宿屋に戻ってからも痛みは続き、耐えかねてオーラで治すことにする。
筋金入りの変人ふたりに翻弄された、ほろ苦い一日だった。
アリエルの辛いもの好きは意味不明である。
おすすめという店は、辛さを客の好みのレベルに応じて変更できるらしく、希望すれば最大20辛まで対応してくれた。
もちろん俺は一般的といわれる3辛で注文したのだが、それでも口の中の皮が荒れ狂うという状態に陥ってしまう。
え、何これ?
1辛が普通じゃね?って感じなのだが。
で、アリエルの場合はどうかというと、かなりの常連らしく、店主らしき男から「ヘルモードの極悪チャレンジで良かったかい?」などと言われていた。
ヘルモード?
しかも極悪チャレンジって・・・
3辛で口の中がヤバいことになった俺は、アリエルに「ヘルモードは辛さレベルにするとどれくらいなのか」と聞いてみた。
「ん?300くらいかな。」
バカじゃね?
口から火、いや血吐くわ。
悪い冗談だと思って苦笑いしていたのだが、料理が届いて驚かされた。
「なあ、確かスープパスタを頼んでなかったか?」
「ええ、そうよ。」
目の前にあるのは、赤黒いマグマのような液体がグツグツと沸騰する何かだった。
顔を近づけると湯気だけで目が痛い。
いや、呼吸する際に鼻や口からヘルモードの真髄がダイレクトに伝わってくる。
「ぐふぉっ!?」
喉や鼻の粘膜が、ほんのわずかだが焼かれてしまった。
これは・・・どうやら、半径二十センチメートル以内に接近すると、地獄を見る仕様のようである。

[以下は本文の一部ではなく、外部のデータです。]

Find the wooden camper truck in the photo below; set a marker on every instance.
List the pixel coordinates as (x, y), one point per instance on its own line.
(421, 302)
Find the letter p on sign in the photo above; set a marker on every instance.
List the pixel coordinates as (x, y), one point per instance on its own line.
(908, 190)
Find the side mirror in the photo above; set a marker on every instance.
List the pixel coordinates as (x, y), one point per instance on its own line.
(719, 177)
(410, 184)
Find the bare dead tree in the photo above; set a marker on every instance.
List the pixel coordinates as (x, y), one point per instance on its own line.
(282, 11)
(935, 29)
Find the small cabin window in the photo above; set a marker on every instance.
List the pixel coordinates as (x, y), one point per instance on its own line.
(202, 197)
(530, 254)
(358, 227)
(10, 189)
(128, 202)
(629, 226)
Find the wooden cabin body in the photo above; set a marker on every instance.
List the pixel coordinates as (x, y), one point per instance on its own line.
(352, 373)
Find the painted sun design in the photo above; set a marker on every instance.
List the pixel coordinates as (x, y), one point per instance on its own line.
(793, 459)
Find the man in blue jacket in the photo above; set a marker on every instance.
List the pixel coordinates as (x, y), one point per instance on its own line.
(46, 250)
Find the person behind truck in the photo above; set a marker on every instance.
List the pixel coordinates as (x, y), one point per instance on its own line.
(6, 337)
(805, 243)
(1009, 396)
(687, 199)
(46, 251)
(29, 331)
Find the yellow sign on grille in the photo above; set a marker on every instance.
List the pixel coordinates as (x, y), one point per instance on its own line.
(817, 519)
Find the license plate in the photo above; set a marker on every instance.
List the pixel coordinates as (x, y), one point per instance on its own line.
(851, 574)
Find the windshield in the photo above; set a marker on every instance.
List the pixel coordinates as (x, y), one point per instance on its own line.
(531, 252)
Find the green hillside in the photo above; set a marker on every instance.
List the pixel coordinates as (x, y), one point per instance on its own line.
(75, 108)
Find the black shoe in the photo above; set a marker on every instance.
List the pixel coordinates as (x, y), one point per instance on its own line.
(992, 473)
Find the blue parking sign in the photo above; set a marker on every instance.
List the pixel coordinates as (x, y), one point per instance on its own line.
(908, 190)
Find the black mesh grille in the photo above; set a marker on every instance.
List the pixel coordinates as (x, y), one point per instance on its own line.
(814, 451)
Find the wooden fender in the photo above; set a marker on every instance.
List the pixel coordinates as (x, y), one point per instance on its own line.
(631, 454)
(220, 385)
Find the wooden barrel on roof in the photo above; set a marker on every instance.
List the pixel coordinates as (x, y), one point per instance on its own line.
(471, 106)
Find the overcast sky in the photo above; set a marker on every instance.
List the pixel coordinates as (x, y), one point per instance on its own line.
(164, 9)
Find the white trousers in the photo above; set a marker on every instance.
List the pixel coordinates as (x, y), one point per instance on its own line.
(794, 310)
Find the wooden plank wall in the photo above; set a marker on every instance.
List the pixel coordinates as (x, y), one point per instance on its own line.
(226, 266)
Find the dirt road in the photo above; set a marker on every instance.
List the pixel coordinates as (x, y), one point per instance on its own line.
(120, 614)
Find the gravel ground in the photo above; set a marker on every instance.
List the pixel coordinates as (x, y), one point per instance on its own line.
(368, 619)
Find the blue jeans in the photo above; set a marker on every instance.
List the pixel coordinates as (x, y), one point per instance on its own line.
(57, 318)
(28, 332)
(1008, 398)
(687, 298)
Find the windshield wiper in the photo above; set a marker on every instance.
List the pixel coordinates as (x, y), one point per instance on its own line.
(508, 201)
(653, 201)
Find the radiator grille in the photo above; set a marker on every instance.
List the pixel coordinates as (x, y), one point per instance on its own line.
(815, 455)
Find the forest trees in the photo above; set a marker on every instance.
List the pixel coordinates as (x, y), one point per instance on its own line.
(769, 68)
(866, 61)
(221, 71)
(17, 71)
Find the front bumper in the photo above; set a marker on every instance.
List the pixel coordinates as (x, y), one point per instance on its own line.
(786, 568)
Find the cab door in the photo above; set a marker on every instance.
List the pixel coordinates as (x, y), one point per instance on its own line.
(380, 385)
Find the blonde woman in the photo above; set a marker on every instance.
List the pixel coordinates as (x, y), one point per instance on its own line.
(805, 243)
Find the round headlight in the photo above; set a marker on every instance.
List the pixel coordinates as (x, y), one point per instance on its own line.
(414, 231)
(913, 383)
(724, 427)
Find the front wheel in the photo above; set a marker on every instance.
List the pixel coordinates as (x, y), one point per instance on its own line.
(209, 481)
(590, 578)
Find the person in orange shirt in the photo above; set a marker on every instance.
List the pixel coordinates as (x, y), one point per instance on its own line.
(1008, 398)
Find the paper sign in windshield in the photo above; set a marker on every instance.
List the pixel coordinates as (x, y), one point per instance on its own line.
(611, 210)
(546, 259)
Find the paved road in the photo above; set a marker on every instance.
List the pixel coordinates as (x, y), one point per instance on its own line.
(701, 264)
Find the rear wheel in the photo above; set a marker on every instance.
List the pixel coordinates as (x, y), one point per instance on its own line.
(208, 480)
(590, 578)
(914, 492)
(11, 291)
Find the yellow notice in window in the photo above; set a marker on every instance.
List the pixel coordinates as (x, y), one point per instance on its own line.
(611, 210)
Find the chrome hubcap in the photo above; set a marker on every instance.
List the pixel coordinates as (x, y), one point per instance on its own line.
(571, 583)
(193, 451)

辛党とはいうが、こんな物を人間─エルフが食えるのだろうか?
アリエルの様子を見守ることにする。
辛党とはいえ、『スーブパスタ ヘルモード 極悪チャレンジ』を目の前にしたアリエルは、食べる前から熱気のようなものに煽られて顔中から玉汗が吹き出していた。
マジで食うのか?
いや、常連だからオーダーが通ったんだよな?
店内の貼り紙には、オーダーについてのルールが記載されていた。
20辛をクリアした方は次のレベル─Bランクへ昇格→21~40辛までチャレンジ可能
40辛をクリアした方は次のレベル─Aランクへ昇格→41~60辛までチャレンジ可能
60辛をクリアした方は次のレベル─Sランクへ昇格→61~100辛までチャレンジ可能
100辛をクリアした方は次のレベル─SSランクへ昇格→101~200辛までチャレンジ可能
200辛をクリアした方は次のレベル─SSSランクへ昇格→201~300辛までチャレンジ可能
300辛をクリアした方→ヘルモードへご招待!
よく死人が出ないものだな。
鉄板で何かを炒める音がして、すぐに目が痛くなる何かが辺りを包んだ。
調理をするマスターを見る。
涙で揺れる視界の中に、カラスを模したようなフルフェイスマスクを着用したマスターがいた。
人の命を奪いたくてやっているんじゃないだろうな?
そのマスク、怖すぎだろう。
俺は今すぐ店から出ていきたくなった。
「いただきます!」
意を決したのか、アリエルがフォークとスプーンを手にスープパスタへと挑んだ。
仕方がない。
彼女のチャレンジが終わるまではつきあってやろうか。
そう思い、アリエルの一挙手一投足を見守った。
しばらくして、顔と目を真っ赤に充血させて、小刻みに震える彼女を見ることになった。
なんだろう。
彼女をここまで突き動かす辛さの魅力とは。
あ、鼻から血が─いや、スープか?
ええ!?
次は赤い涙が流れ出したぞ。
全身をプルブルと震わせ、赤い涙と鼻血を出す彼女は痛々しかった。
「そろそろ止めた方が良い・・・」
マジでヤバそうだと、隣にいるマイク・バルカンを振り返った。
そこには真っ赤なソフトクリームを頬張って、悶絶する大男しかいない。
テーブルに置かれているオーダー表を見ると、激辛ソフトクリーム120個チャレンジと書かれている。
おまえもか。
どうやら、スイーツなら何でも手を出す奴らしい。
俺はバカらしくなって、自分の食べた分の代金だけを支払って店を後にした。